National park in Mongolia

Khangai Nuruu National Park (Хангайн нуруу) stretches in a west-to-east band across the middle of the Khangai Mountains, with the eastern half following the upper Orkhon River valley. There are a variety of habitat types in the park: steppe, riparian forests, larch taiga, and alpine meadows.

==Topography==
The park is over 200 km from the western foothills of the Khangai to the Kharkhorin on the eastern slope, following the Orkhon River. The Tuin River flows south from the western sector of the park, and the Khuisiin Naiman Nuur ("Eight Lakes") Nature Reserve is carved out of the south-central area. Elevations range from 1700-2700 m. The mountaintops are rounded, with bare rock at upper elevations.

==Climate and ecoregion==
The climate of the area is Cold semi-arid climate (Köppen climate classification (BSk)).
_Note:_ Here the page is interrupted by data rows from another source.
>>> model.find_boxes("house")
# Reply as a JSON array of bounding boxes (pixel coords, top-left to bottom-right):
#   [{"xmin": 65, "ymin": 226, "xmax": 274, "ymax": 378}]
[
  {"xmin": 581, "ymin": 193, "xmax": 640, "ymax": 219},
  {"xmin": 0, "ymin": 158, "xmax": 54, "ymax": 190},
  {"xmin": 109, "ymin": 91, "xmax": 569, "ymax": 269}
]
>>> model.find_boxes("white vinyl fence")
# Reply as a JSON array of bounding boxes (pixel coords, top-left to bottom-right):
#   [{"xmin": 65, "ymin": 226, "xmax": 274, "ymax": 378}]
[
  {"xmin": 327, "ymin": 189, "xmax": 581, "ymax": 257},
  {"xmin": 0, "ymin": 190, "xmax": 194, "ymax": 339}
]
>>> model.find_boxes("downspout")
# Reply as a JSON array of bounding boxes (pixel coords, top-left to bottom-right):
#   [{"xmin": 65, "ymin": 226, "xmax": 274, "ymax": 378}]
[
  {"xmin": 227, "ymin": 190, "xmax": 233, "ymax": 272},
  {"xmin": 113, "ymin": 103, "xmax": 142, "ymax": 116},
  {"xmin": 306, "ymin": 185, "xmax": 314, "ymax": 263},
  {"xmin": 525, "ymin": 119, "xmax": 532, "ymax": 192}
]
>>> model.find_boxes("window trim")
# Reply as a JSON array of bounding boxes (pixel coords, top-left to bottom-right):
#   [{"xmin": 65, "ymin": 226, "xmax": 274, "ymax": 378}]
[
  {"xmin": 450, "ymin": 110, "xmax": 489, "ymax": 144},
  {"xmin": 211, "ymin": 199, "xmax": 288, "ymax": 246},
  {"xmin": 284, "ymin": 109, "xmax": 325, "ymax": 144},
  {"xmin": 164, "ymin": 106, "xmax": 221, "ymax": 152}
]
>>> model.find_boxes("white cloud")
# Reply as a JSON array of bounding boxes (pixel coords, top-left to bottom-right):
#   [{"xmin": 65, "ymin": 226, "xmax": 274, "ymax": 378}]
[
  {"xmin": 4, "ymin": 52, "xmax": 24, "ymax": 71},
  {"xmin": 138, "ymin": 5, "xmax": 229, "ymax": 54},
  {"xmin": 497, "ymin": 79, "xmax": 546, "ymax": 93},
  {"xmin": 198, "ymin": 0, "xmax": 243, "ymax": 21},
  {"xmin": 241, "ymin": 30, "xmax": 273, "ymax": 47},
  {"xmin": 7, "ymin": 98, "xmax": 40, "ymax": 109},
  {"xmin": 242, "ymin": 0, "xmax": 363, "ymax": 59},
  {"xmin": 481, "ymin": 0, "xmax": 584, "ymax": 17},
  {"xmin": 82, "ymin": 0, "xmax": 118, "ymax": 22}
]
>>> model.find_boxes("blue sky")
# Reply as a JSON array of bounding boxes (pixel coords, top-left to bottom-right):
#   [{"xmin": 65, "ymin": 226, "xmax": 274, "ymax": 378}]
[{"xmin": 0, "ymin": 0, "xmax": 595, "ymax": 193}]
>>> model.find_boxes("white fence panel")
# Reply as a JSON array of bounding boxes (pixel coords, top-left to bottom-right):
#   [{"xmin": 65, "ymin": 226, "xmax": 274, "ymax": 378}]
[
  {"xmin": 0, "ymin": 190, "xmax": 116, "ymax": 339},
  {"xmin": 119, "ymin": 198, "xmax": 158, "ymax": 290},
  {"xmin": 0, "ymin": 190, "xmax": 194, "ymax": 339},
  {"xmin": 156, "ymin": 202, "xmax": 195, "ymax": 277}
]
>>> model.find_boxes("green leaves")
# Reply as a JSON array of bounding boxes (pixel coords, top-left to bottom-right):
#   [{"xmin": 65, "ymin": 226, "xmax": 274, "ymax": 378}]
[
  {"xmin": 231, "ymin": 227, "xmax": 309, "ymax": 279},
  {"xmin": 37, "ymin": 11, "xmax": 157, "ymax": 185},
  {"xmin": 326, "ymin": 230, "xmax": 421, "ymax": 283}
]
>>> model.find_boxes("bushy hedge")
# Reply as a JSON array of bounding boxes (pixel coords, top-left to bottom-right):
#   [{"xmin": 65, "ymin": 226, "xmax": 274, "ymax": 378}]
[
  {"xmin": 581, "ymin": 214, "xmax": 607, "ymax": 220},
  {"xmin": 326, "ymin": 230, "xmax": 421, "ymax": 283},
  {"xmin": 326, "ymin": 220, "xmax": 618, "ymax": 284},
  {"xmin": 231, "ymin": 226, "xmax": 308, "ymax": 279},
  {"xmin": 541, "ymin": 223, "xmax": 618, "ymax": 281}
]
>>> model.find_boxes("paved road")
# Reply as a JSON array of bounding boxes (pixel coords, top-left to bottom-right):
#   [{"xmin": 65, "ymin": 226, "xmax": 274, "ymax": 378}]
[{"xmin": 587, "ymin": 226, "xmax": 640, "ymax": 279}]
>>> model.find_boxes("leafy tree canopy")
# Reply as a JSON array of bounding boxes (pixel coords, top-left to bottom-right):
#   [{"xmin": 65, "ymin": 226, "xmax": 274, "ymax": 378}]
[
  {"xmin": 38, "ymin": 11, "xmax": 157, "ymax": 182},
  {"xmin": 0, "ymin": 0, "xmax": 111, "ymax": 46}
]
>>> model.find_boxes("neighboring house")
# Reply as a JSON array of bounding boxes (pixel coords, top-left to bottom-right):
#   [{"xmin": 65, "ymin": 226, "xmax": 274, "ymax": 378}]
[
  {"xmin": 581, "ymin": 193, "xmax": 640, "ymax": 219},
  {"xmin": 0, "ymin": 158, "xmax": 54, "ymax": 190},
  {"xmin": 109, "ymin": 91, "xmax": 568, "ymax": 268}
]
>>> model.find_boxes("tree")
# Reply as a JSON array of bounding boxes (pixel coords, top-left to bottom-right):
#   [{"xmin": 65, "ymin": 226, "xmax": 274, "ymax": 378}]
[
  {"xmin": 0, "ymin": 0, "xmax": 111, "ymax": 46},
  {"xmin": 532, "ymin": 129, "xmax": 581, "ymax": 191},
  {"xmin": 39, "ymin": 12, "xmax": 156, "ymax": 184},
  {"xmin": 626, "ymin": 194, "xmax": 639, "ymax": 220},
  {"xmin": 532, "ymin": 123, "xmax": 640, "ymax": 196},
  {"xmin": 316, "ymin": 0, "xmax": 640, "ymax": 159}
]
This climate is characteristic of steppe climates intermediary between desert humid climates, and typically have precipitation is above evapotranspiration. At least one month averages below 0 C.

The western half of the park is in the Khangai Mountains alpine meadow ecoregion. The eastern half, along the Orkhon River, is in the Selenge-Orkhon forest steppe ecoregion.

==Flora and fauna==
The relatively flat steppe valley floor is steppe, with riparian forest along the rivers and streams. The higher slopes are generally forested with larch, pine and mixed forests. There are alpine meadows at the highest elevations. Endangered species in the park include the Pallas's fish eagle (Haliaeetus leucoryphus) and the Saker's Falcon (Falco cherrug). It has been recognised as an Important Bird Area by BirdLife International.